Reversible reactions in the synthesis of COFs are usually condensation reactions where the reversability originates from the hydrolysis back reaction. Most COFs are synthesized either by boronic acid condensation forming boronic anhydrite or by boronic acid condensation with catechol (El-Kaderi et al., 2007). Other condensation reactions include imine (Uribe-Romo et al., 2009) or hydrozone (Uribe-Romo et al., 2011) formation through condensation of aldehyde and amine or aldehyde and hydrazide. Two reaction mechanism not based on condensation reaction have been reported to create crystalline frameworks. Covalent triazine frameworks (CTFs) produced by trimerization of dicyano compounds, however to generate reversibility the reaction has to be carried out under much harsher conditions (Kuhn et al., 2008). A recently reported reaction mechanism for the synthesis of crystalline, covalently connected organic networks is the dimerization of nitroso compound to azodioxides (Beaudoin et al., 2013). These compounds show excellent crystallinity and even enabled the first single crystal COF structures. However, due to the low stability, no permanent porosity could be achieved and upon removal of the solvent molecules the crystallinity was lost.
The first example of COFs (named COF-1) was prepared by self-condensation of benzene-1,4-diboronic acid, via the elimination of water (Côté et al., 2005).
Template Synthesis of Covalent Organic Polymer Networks
The synthesis of this class of materials is also based on irreversible covalent reactions; however, the synthesis is directed by a template. The template is usually formed via self-assembly using non-covalent interactions of the building blocks. In this class of materials, the network topology and overall morphology arises from the template, which is formed by self-assembly of molecular building blocks connected either via coordination bonds (e.g., a metal-organic framework or porous coordination polymer) or self-assembled via hydrogen bonding or van der Waals interactions.

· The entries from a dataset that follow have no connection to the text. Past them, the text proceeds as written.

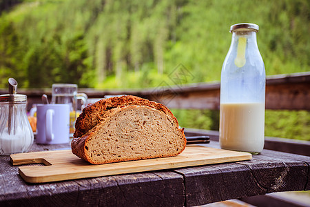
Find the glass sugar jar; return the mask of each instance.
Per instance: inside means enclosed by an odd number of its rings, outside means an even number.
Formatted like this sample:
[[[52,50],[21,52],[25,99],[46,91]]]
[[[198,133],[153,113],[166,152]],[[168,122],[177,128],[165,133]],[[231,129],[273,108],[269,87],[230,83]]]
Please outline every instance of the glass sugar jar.
[[[12,83],[17,86],[14,79],[9,79],[9,85]],[[16,89],[0,95],[0,155],[27,152],[33,144],[26,113],[27,96],[17,94]]]
[[[220,77],[222,148],[258,154],[265,142],[266,75],[256,41],[258,26],[231,26],[231,43]]]

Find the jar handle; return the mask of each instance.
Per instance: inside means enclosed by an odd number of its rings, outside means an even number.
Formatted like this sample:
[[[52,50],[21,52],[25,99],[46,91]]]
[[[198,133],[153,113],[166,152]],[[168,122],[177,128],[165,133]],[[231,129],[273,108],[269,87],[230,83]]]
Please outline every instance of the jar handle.
[[[82,102],[82,106],[81,106],[81,109],[79,109],[79,110],[82,110],[83,108],[87,106],[87,99],[88,99],[88,97],[85,93],[81,92],[81,93],[78,93],[76,95],[76,99],[81,100],[81,102]]]
[[[45,139],[48,141],[51,141],[54,139],[53,131],[53,115],[54,114],[54,110],[48,109],[45,115]]]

These structures are, in a subsequent step, covalently cross-linked to enhance the thermal and mechanical stability. The templates employed for this process can be divided in completely preserved templates and sacrificial or semi-sacrificial templates.

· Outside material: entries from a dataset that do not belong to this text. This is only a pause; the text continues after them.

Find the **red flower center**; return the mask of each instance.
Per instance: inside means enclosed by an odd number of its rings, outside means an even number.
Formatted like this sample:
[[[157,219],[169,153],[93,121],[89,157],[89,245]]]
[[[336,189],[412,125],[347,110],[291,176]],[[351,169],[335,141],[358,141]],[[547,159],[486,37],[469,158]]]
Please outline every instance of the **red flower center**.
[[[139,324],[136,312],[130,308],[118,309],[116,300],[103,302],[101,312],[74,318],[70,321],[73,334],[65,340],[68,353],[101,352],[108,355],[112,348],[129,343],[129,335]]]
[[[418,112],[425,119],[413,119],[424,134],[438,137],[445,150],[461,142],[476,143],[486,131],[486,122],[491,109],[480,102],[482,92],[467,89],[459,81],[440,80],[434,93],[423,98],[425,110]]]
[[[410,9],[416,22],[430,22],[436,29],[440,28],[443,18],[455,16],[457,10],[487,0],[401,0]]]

The complete conversion of a template into a cross-linked structure involves the crystallization of a specifically designed photoreactive monomer into a layered structure and a photo-polymerization step within the crystal (Kissel et al., 2012).
The (semi-)sacrificial conversion of a template structure was achieved by the use of metal-organic frameworks as template. In this approach, “ideal polymer networks” were created by covalent cross-linking of the organic linkers in the MOF structure followed by removal of the metal ions. The transformation of templates consisting of well-defined three-dimensional nanoporous network such as MOFs represents one of the most promising routes for creation of polymer networks with well-defined repeating units in the network structure, i.e., “ideal network polymers” (Ishiwata et al., 2013; Tsotsalas et al., 2014).

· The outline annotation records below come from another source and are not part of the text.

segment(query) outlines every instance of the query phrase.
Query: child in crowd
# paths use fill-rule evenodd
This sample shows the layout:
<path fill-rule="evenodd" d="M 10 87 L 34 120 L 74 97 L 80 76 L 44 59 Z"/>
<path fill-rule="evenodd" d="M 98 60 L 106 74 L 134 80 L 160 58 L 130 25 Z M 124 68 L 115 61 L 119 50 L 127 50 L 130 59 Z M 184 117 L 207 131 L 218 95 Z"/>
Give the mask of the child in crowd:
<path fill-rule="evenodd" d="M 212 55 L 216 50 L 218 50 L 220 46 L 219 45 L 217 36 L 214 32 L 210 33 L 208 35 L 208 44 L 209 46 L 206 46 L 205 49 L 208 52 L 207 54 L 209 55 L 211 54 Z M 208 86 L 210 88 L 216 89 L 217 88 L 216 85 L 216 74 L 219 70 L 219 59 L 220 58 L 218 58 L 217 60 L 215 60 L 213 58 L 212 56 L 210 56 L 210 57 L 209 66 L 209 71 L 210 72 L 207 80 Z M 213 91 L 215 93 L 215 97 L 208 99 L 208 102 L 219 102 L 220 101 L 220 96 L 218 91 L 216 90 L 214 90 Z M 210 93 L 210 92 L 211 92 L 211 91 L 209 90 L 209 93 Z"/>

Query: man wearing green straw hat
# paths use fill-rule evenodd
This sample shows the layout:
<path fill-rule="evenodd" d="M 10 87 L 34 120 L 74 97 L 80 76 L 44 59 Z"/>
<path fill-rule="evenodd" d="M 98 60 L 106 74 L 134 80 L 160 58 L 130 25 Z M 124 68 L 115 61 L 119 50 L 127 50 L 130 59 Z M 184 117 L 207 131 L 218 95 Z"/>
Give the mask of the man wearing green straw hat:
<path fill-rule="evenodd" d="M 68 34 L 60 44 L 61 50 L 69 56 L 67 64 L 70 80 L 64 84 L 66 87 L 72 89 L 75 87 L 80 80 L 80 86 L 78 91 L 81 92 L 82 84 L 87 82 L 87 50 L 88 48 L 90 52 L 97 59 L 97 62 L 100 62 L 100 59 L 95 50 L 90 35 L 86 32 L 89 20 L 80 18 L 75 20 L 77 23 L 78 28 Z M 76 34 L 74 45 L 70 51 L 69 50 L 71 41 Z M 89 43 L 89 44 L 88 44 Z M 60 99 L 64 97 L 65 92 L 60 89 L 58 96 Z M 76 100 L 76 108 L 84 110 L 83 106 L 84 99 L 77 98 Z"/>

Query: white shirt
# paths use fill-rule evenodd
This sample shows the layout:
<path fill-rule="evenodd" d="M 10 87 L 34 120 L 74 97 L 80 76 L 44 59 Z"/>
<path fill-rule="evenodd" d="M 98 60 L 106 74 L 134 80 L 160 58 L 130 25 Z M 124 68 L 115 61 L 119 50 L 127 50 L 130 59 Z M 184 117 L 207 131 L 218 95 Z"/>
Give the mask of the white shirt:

Figure 2B lists the commonly used acronyms for covalently linked networks of paragraphs 1.1–1.3 and their properties.
Molecular Modeling of Covalent Networks
Covalent network chemistry is an area where experimentally and computationally available information is quite complementary and most studies contain some component of modeling. Typically, comparison of the refined experimental and calculated PXRD patterns is used to assign the structure, particularly in the case of 2D COFs, where it has not been possible to grow a single crystal suitable for XRD. Structural calculations generally employ either force field methods or Density Functional Tight Binding (DFTB), both of which are capable of calculating periodic unit cells containing hundreds or even thousands of atoms relatively cheaply and yield lattice parameters typically within a few percent of the experimental parameters (Addicoat et al., 2014b; Guo et al., 2013). Both force field and DFTB methods suffer from a limitation of scope. Parameterized force fields can readily compute cells with tens of thousands of atoms, but will generally produce poor results if applied to systems that differ too strongly from those used in the parameterization. DFTB can be used for systems containing hundreds of atoms but is limited by the availability of parameters, which are needed for every pair of atoms, X-Y, present in the system. Parameters for all combinations of H, C, N, O, S, and P are readily available, facilitating DFTB calculations of a majority of COFs, however, metal-doped or functionalized COFs often have no appropriate parameters available.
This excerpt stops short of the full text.